Las sociedades funcionan cuando hay un mínimo de confianza y de solidaridad verdadera; cuando la gente puede hablar sin miedo; cuando se puede caminar sin mirar atrás esperando el golpe a traición o la sorpresa del arranche; cuando es posible trabajar sin desasosiego.
Las sociedades funcionan si la política es ocupación subalterna y si sobre ella están el entusiasmo y el esfuerzo de cada día; y si hacemos homenaje constante a la práctica de la tolerancia, a la discrepancia sin insultos, a la razón, y a la negación de la violencia. Pero si una sociedad se radicaliza y coloca a la política y a sus ideologías y tácticas sobre la hermandad, es que ha llegado la plenitud del odio, significa que en la gente se ha instalado la guerra civil mental y que se ha desterrado toda posibilidad de consenso. Ese es el método más eficaz de los “revolucionarios”.

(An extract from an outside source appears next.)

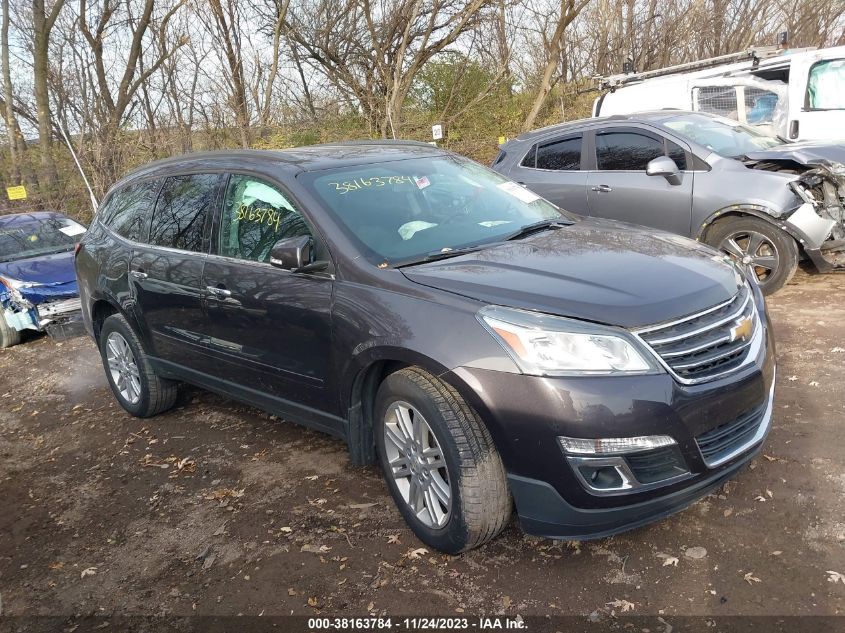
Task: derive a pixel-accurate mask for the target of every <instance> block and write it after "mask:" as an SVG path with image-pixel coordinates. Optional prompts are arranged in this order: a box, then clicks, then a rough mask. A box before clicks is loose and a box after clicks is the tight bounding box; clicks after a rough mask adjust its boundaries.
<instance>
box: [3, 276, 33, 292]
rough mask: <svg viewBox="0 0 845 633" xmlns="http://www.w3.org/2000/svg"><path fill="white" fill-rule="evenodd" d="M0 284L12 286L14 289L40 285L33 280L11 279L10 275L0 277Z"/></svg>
mask: <svg viewBox="0 0 845 633" xmlns="http://www.w3.org/2000/svg"><path fill="white" fill-rule="evenodd" d="M0 284H3V285H4V286H6V287H8V288H14V289H15V290H20V289H21V288H35V287H36V286H42V285H43V284H40V283H38V282H35V281H21V280H20V279H12V278H11V277H0Z"/></svg>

El Ecuador está entrando en el terreno minado de la explotación política del odio. Ya no nos vemos como antes; empezamos a buscar y a encontrar, sistemáticamente, razones para desconfiar, ofender y creerse cada cual juez de la verdad y la justicia.
Estamos envenenando la vida. Cada mañana, salimos de casa con el fastidio o el rencor a flor de piel, después de mirar noticieros, declaraciones tonantes y anuncios de violencia concertada que apuntan a destruir el verdadero concepto de comunidad.
El odio, que comienza como sentimiento, encuentra pronto ideologías que le “dan sentido”, doctrinas que lo justifican, tesis que afinan el afán de desquite. Entonces, se “racionaliza” el rencor, y en la sociedad se instala la lógica destructiva.
La dialéctica de la venganza genera respuestas y todos se sienten autorizados para actuar según ella aconseja. La historia está llena de ejemplos de las tragedias que este fenómeno produce, de la confianza que se pierde, de la colaboración que desaparece y de cómo la gente termina ensimismándose, encerrando es sus pasiones, en sus miedos y angustias. El vecindario se convierte, entonces, en arrabal lleno de enemigos, la oficina, en infierno de rivalidades, los pasajeros del bus, en racimos de gente fruncida, los conductores, en prepotentes armados de automóvil.
Es en la política donde el rencor alcanza plenitud. Lo que ocurre en Latinoamérica es ejemplo de ese tipo de acciones, y es evidencia de que el único remedio contra la destrucción de la racionalidad es el consenso, el mínimo acuerdo entre gente civilizada, que está obligada a asumir ese inteligente y generoso sentido de la política y de los comportamientos sociales, para evitar tragedias donde triunfa la ceguera, la fuerza y la negación de las razones de los “otros.”
¿Seremos capaces de superar el odio que asoma? ¿Podremos escapar de la trampa de la violencia?